Что в малых делах, что в больших, только этот искусственно созданный самим человеком выбор заставлял его колебаться или менять принятые решения.
Я говорю «человек», а не «индивид», чтобы подчеркнуть убогую несостоятельность тех изживших себя противоречий, в которые ещё не так давно облекался человеческий разум.
Назовём для простоты понимания очищенный от скверны пытливости и рефлексий разум человека интеллектом.
Так вот, мы не только освободили человеческий интеллект от тяги тратить свой драгоценный потенциал на бесплодное клонирование дихотомических уродцев – Бога и Сатаны, Добра и Зла, Правды и Лжи. Мы препарировали его, а затем, тщательно изучив, настроили, как тончайший музыкальный инструмент.

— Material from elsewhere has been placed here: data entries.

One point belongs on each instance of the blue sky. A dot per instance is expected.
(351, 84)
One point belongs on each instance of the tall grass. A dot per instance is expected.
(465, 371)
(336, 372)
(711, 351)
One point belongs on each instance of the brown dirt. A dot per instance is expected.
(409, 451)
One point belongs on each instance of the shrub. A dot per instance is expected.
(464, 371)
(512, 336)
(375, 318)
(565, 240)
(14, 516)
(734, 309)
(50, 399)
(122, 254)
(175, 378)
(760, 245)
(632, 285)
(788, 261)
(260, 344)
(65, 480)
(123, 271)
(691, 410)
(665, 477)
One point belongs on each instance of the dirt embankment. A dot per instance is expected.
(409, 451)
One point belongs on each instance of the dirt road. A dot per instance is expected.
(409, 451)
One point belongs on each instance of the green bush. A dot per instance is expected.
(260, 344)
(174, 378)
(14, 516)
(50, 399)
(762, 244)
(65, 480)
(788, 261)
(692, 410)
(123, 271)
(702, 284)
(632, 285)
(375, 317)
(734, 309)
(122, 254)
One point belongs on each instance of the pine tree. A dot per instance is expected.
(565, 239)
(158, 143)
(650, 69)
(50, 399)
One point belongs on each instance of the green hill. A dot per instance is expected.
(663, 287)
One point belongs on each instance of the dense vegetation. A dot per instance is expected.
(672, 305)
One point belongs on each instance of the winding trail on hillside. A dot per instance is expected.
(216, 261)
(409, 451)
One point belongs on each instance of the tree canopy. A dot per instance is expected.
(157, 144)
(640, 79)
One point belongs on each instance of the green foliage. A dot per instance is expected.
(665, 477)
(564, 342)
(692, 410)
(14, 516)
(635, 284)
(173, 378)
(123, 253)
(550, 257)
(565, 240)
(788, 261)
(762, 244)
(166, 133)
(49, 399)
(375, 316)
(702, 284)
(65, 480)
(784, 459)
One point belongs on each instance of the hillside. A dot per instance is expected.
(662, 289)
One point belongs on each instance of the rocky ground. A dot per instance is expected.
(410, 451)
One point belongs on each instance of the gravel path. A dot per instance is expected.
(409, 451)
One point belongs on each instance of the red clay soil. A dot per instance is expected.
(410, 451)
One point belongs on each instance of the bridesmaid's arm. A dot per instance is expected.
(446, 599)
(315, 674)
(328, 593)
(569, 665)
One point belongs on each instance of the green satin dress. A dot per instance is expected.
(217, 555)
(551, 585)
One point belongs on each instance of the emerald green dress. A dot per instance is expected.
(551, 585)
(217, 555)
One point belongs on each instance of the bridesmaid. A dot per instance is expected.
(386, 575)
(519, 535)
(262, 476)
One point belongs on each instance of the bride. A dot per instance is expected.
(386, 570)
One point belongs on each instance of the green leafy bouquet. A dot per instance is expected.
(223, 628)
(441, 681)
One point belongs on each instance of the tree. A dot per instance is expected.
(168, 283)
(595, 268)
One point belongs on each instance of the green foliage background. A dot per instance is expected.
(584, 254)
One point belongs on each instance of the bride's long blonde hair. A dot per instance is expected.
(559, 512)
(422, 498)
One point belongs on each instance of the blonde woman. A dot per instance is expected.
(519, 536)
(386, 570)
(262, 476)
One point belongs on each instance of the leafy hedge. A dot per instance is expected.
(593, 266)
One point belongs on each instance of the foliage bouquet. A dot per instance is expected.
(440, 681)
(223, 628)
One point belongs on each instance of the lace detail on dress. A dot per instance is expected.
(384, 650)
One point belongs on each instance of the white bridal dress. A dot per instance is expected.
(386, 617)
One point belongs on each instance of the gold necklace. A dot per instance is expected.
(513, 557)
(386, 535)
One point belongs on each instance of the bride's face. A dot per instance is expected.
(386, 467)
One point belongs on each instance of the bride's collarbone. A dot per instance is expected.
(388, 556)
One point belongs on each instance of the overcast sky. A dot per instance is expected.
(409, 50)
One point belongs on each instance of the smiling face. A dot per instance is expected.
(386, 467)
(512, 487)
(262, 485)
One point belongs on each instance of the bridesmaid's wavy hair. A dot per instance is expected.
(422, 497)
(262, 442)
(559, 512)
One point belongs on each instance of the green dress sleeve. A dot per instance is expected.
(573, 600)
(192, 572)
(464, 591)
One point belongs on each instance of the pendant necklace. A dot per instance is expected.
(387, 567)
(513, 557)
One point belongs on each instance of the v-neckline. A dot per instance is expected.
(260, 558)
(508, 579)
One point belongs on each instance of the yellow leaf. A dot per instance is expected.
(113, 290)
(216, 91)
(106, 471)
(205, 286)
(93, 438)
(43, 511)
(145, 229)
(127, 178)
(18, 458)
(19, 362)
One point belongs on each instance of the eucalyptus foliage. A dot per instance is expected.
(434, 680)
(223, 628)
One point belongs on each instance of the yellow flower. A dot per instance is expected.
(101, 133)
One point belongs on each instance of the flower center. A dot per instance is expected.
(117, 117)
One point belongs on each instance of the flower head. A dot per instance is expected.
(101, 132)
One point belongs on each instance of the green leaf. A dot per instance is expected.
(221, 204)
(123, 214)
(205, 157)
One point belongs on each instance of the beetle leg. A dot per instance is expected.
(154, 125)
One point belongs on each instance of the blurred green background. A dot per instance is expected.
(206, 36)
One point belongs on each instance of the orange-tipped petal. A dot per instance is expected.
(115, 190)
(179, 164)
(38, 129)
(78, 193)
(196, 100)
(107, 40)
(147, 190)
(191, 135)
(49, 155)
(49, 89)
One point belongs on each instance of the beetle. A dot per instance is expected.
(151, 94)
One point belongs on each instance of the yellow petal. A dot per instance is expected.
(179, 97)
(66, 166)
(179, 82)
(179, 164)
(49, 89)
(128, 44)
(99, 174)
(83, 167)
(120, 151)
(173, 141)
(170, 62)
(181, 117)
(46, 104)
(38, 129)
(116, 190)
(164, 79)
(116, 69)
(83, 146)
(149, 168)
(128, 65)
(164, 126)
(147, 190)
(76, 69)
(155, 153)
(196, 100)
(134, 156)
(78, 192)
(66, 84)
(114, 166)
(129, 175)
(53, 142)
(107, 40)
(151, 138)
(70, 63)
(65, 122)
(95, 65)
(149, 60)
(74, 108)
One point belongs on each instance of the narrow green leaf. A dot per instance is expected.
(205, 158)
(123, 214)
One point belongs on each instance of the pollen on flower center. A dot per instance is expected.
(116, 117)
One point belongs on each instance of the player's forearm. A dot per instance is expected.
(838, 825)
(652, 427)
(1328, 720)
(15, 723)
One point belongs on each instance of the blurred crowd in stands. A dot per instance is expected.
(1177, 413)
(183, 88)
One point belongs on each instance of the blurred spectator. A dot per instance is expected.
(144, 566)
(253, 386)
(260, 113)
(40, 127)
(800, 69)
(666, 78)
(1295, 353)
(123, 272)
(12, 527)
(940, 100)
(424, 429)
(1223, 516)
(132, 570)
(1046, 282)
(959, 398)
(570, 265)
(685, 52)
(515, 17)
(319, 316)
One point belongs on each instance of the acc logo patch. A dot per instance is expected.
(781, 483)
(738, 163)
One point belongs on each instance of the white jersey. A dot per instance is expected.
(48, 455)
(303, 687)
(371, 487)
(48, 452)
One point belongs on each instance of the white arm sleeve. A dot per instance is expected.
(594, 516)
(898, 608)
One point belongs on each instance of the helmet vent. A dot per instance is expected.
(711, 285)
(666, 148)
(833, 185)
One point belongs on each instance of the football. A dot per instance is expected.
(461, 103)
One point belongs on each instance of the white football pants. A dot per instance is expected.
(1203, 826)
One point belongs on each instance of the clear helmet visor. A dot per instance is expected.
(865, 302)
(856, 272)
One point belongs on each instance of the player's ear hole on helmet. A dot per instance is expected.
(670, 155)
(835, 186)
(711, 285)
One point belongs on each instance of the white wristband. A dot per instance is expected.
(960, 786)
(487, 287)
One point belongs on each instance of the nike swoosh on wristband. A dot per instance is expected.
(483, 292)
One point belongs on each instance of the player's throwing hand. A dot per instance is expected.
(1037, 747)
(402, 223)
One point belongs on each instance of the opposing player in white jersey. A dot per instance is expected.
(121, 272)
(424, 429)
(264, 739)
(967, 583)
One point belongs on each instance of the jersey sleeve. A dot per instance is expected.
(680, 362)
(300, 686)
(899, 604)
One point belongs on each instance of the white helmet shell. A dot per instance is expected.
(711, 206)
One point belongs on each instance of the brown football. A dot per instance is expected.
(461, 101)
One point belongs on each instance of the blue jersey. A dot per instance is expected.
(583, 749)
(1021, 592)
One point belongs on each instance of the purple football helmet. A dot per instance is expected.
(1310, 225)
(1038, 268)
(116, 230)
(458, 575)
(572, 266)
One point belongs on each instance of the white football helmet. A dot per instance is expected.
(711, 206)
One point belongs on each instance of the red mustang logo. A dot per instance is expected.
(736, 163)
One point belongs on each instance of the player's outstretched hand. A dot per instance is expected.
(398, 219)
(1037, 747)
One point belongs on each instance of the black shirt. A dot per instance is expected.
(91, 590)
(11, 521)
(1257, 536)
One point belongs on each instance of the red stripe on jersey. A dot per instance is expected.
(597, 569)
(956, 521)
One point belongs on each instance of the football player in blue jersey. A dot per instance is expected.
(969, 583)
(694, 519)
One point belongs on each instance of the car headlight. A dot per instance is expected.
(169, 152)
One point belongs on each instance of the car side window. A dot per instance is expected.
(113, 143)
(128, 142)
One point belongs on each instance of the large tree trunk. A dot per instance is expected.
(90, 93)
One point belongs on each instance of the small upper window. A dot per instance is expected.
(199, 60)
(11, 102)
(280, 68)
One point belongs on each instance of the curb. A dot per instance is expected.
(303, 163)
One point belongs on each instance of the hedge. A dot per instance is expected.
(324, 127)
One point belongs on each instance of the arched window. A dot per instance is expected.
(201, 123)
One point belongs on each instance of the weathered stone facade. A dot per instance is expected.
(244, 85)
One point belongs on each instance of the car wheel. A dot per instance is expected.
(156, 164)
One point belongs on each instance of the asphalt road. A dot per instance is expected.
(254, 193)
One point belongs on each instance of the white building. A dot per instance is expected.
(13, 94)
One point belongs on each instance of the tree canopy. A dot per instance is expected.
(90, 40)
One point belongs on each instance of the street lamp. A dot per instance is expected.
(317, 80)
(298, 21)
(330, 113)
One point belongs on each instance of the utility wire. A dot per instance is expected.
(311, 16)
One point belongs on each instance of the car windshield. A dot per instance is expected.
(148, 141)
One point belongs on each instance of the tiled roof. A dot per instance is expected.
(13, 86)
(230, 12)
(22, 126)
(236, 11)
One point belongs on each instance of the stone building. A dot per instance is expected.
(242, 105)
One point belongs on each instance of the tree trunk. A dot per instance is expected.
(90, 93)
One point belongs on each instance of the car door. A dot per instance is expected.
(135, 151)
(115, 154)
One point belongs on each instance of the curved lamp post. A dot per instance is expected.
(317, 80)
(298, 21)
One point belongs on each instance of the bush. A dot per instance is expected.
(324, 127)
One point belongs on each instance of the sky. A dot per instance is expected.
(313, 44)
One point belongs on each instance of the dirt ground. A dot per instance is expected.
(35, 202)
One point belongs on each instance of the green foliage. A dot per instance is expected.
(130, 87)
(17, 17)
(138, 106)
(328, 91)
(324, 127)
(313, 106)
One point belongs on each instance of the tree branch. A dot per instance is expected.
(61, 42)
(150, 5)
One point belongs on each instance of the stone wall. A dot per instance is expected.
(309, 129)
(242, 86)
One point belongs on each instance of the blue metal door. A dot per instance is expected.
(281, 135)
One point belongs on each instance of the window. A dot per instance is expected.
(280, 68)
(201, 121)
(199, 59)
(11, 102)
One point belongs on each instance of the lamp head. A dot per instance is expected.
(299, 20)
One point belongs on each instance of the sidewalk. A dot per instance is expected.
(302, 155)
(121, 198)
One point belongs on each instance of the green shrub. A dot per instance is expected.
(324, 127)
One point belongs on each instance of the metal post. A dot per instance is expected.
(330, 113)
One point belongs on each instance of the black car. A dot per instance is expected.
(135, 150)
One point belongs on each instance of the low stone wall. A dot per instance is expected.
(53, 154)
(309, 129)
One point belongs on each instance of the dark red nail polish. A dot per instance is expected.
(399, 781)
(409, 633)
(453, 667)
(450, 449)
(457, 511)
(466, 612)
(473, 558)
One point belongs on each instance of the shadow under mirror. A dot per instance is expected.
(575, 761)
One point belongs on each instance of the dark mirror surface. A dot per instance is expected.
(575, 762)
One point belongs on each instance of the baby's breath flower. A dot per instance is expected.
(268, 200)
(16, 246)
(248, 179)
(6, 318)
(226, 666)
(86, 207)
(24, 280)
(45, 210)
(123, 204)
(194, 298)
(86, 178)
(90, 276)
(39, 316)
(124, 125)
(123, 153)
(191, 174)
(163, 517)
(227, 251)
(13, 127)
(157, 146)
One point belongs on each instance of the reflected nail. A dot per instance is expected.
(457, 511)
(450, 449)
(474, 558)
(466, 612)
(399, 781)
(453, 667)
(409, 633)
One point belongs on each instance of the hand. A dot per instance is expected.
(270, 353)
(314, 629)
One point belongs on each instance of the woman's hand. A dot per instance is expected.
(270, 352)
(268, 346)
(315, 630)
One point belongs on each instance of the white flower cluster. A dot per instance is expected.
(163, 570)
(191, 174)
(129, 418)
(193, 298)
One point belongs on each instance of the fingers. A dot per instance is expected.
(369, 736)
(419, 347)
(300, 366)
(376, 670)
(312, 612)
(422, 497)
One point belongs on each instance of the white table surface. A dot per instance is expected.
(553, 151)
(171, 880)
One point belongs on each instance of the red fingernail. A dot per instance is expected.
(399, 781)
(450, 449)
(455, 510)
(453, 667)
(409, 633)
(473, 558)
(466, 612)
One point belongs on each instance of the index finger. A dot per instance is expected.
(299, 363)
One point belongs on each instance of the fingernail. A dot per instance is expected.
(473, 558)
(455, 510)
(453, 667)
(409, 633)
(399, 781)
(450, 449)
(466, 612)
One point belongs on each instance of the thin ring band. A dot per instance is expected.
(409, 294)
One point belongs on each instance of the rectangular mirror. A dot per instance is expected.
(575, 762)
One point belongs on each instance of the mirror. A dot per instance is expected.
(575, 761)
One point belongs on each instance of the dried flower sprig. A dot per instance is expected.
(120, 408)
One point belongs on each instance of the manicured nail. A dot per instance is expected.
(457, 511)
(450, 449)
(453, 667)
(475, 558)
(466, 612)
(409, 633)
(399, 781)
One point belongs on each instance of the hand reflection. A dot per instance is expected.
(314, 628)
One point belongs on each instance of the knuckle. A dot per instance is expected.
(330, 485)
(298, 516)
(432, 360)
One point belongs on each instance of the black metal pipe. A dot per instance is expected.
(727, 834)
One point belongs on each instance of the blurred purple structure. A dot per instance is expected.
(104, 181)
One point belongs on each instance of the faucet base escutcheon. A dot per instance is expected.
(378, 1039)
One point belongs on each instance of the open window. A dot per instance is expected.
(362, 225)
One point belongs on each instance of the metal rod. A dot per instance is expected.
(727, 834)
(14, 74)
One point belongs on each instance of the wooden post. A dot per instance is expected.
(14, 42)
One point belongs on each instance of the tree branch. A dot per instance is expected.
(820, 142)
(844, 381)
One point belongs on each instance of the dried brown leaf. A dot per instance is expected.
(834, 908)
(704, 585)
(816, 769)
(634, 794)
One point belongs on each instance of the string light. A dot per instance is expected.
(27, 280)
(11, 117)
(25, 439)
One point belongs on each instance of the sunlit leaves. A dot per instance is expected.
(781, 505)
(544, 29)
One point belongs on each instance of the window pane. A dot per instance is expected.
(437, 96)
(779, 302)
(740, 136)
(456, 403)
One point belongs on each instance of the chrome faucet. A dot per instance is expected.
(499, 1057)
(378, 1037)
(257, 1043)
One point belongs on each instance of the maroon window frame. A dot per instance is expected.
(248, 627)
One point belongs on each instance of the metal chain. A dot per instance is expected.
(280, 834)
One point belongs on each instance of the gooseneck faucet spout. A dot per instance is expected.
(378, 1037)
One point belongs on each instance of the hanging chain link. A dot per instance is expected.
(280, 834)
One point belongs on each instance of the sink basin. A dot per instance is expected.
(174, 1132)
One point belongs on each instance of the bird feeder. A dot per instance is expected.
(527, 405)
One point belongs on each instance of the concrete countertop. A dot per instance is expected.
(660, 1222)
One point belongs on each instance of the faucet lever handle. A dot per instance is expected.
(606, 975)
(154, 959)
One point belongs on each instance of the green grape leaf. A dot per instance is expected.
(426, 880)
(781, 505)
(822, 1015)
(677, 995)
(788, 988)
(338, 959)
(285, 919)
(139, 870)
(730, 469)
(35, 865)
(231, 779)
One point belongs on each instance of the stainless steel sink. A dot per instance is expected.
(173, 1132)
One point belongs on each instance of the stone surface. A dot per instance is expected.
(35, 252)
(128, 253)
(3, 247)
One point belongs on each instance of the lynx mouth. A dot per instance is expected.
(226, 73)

Мы добились гармоничного сочетания чувств и эмоций, порождаемых исключительно базовыми, природными инстинктами. Так, чтобы, вкупе с отлаженным понятийным аппаратом, интеллект современного индивида представлял из себя первозданной чистоты систему, максимально эффективную для выполнения единственной своей задачи – употребления Гарантированных Мудрыми Сенаторами Радости и Благополучия.
Согласись, теперь ломать копья в спорах о добре и зле - бессмысленное занятие. Всё, что раньше считалось грехами и пороками смертными, равно как и добродетелями, ныне без остатка перемещено в Миры.
Не важно, абсолютно не важно, кем видит себя биосоциальный индивид в Мирах - гордецом или скромником, чревоугодником или постником, сладострастником или аскетом, убийцей или жертвой. Он не может помешать ни себе, ни окружающим, осуществлять важнейшую социальную функцию – получать удовольствие.
Нужны почёт, признание или власть?
Пожалуйста! Тысячи, сотни тысяч и миллионы биосоциальных и киберсоциальных обитателей Нейросети готовы пасть ниц перед Персонажем монарха или деспота.
Жажда наживы, губившая империи и судьбы, теперь может быть с лихвой удовлетворена сокровищами и привилегиями, добываемыми в Мирах одним лишь активным участием в них и примерным поведением в повседневной жизни.
Отсюда вывод, дитя моё, - Добра и Зла больше не существует!
Вместо чёрной и белой красок мы наслаждаемся мерцанием полутонов. Мы больше не стоим перед извечным выбором пути.
А значит - нет места сомнениям!
Нет раскаяния после наслаждения. Нет страха перед наказанием.
Нет места порочному атавизму нравственности, который называли совестью.
И нет больше потребности в искуплении!
Голос пастора торжественно взмывает к расплавленному зноем небосводу. Туда же устремляется пастырский посох, призванный изгибом своим улавливать овец, заблудших в ереси и неведении.
Упоённый собственной речью, Балтазар Косса поднимает патериссу ещё выше, и мне начинает казаться, что спираль её, выполненная в виде золотой змеи, шевелится в струях горячего воздуха. Чешуйчатые кольца текут, как водоворот, множатся и всё теснее оплетают фигурку крылатого ангела, помещённого в центре петли.